Handle Over Million Requests – Factors a Database should have
この記事の目次
1. Business Design Statements (BD)
When planning to handle over a million requests, we should clear the Business Design first. Technical leaders think about how every element of the business model affects the consumer and client experience, then outline business needs and how our database should support them.
For example, a student management system should focus on optimizing the relationship between models, since the banking system should focus on optimizing the server when the number of users keeps increasing over time.
So doing this in the earlier time of the project helps us have a well-defined BD, making the right decision for technical strategies
2. Why did our server keep crashing?
A common issue businesses face is server crashes when handling high traffic. Often, it’s due to:
♦ Bad resource allocation
♦ Poor database design
♦ No or lack of scaling mechanisms
Indeed, many products fail because of the lack of scaling mechanisms, and they only start the optimization progress when the high traffic is happening. One of the quick solutions is Hardware Scaling, but it is a bad idea.
3. Hardware vs Software improving
When improving database performance, you can enhance either hardware or software.

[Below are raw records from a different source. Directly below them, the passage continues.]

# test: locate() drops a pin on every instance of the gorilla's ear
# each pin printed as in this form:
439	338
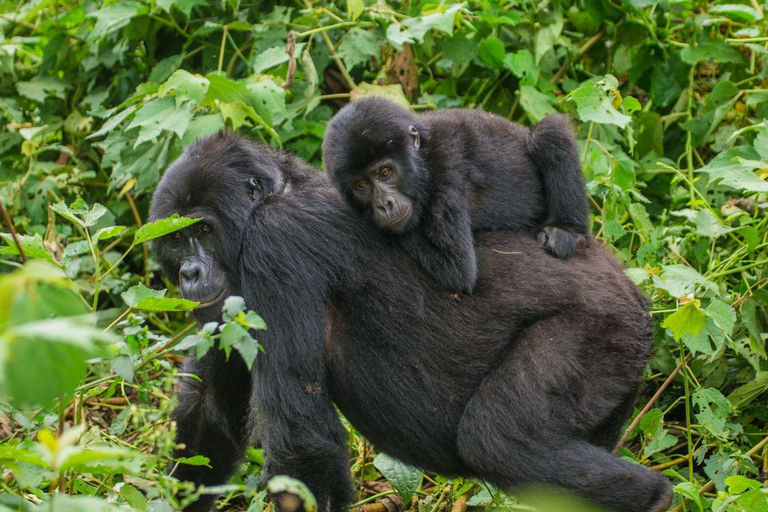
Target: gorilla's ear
254	189
414	133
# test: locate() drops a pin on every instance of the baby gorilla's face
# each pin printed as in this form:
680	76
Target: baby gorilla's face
377	188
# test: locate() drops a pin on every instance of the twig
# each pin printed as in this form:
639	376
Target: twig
648	406
290	49
12	229
461	504
706	487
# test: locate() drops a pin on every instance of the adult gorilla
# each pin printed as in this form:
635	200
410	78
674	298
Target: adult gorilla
526	382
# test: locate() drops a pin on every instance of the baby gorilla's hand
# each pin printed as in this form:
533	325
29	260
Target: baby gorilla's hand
562	242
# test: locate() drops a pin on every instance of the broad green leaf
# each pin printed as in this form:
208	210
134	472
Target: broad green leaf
114	17
141	297
159	115
688	319
269	58
158	228
714	410
184	6
738	12
492	52
359	46
404	478
31	245
354	9
442	19
393	93
722	314
761	144
595	102
536	105
292	486
732	169
186	84
715	50
110	232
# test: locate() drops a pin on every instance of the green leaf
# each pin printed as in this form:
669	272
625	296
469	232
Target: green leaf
158	228
223	90
688	319
141	297
522	66
404	478
110	232
537	105
359	46
31	245
41	88
738	12
354	9
290	485
722	314
269	58
159	115
594	102
184	6
441	19
711	50
714	410
114	17
186	84
492	52
391	92
761	144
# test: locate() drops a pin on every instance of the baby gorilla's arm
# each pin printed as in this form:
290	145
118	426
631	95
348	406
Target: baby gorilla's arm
443	245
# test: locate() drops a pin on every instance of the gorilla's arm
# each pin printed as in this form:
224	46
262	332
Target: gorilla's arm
442	243
297	422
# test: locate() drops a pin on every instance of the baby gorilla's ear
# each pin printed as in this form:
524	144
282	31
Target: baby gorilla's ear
414	133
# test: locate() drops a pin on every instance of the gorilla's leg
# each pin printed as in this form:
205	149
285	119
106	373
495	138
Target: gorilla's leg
527	424
211	420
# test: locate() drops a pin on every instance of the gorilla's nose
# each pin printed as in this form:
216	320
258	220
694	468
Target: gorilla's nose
189	277
386	207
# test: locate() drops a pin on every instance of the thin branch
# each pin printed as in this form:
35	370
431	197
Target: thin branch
12	229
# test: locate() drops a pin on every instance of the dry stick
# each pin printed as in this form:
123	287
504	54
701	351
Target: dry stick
290	49
461	503
584	49
144	249
706	487
8	223
649	405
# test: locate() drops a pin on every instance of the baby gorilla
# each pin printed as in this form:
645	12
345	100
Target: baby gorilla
433	178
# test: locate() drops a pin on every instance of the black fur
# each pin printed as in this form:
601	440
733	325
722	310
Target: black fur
472	171
526	382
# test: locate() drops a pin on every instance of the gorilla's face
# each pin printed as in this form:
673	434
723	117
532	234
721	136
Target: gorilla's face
220	181
200	276
378	188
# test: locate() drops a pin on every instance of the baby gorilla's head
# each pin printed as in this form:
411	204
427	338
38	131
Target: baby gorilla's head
371	153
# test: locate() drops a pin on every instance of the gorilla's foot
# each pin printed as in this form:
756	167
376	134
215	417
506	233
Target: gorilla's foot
664	501
561	242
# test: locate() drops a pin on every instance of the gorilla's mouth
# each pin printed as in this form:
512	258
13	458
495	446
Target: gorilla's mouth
212	302
400	221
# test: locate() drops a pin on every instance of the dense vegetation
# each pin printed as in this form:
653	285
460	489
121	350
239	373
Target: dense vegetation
99	96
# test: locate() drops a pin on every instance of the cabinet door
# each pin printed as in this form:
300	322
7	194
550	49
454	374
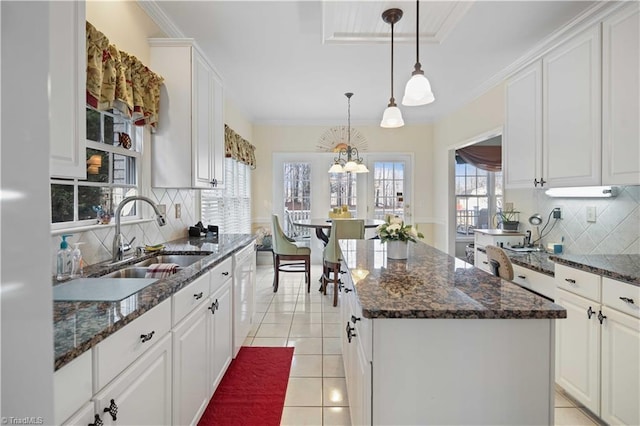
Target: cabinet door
220	335
571	112
621	103
578	349
190	387
67	98
620	368
142	393
202	126
523	128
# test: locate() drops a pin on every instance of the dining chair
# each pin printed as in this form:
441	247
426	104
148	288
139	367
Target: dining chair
288	255
500	263
332	256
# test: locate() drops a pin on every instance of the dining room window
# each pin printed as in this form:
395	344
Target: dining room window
297	197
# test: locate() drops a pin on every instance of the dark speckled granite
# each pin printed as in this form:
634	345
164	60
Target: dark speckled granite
78	326
622	267
432	284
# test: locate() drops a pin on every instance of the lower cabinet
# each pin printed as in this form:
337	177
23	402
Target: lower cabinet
140	395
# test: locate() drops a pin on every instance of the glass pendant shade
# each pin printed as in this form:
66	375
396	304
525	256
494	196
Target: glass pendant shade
418	91
392	118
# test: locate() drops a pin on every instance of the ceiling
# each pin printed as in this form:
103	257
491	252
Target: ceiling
290	62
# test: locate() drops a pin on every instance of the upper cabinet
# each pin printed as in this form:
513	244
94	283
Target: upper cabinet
67	125
621	97
187	150
571	117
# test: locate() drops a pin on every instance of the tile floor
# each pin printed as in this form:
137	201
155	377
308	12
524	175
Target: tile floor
316	393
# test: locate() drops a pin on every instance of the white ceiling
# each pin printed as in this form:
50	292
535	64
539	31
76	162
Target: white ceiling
290	62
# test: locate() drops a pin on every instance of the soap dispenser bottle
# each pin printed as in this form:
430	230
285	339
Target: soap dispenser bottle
63	264
76	261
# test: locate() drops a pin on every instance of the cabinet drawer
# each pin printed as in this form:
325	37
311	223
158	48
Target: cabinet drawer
536	281
116	352
578	282
621	296
189	297
220	274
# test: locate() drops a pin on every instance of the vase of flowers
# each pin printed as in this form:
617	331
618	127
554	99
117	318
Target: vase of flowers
396	234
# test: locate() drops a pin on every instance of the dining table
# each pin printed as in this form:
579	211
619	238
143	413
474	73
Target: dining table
322	224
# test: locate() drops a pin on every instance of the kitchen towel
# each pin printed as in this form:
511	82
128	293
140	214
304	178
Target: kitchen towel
161	270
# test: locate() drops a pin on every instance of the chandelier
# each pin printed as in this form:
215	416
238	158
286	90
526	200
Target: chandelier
352	162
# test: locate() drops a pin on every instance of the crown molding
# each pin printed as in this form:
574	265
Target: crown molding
151	8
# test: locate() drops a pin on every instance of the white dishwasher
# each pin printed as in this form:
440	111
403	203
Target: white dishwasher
244	282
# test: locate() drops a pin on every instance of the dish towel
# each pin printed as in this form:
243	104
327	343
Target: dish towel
161	270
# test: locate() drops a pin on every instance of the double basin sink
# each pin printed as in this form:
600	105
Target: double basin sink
139	270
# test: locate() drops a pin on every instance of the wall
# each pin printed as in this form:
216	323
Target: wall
481	116
616	230
416	139
25	282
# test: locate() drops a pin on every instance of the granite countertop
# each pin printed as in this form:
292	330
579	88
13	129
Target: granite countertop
622	267
432	284
78	326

Upgrading hardware, which is adding more RAM, and CPU, or using faster SSDs, can provide immediate performance boosts and might be the quickest way to achieve good performance. However, the cost will be increased, and the true thing is that even powerful hardware would not adapt the bad designs.
But if we do that on the software side, optimizing your database queries, indexing, and using efficient algorithms can significantly reduce load times and improve the handling of large volumes of requests on our server, which is a more stable solution.
4. The problem isn’t database, but development!
- ✅ Providing good architecture is crucial for database performance, the team lead, designer, or solution architect in the project should look at many factors:
♦ What does the system do overall (Website, Banking, Realtime, Storage,…)
♦ Which logic seems to be processing the most (CRUD, services layer, security layer, socket,..)
♦ How often does the system communicate with the Database?
♦ A relational database, NoSQL, or a hybrid approach?
♦ Which is the largest number of users that can be adapted in that scenario? - ⛔ Not this:
♦ How much RAM should be used
♦ How much CPU should be used
5. Optimize for the Super Speed!
Whether we choose any architecture, optimization is key to handling millions of requests. Some techniques such as:
♦ Caching frequently accessed data
♦ Load balancing
♦ Connection pooling improves your database’s response time.
♦ Microservice could help separate the heavy load of one instance into smaller instances, using CQRS and SAGA patterns to ensure data consistency.
Stress Testing is the final step
Before going live, we should perform stress testing on our database. Stress testing simulates high-traffic conditions to identify potential bottlenecks so that we know the areas for improvement.
After all, by following and focusing on the critical factors of database performance, you can ensure your system is well-equipped to handle over a million requests efficiently and reliably, providing a smooth user experience even under heavy traffic.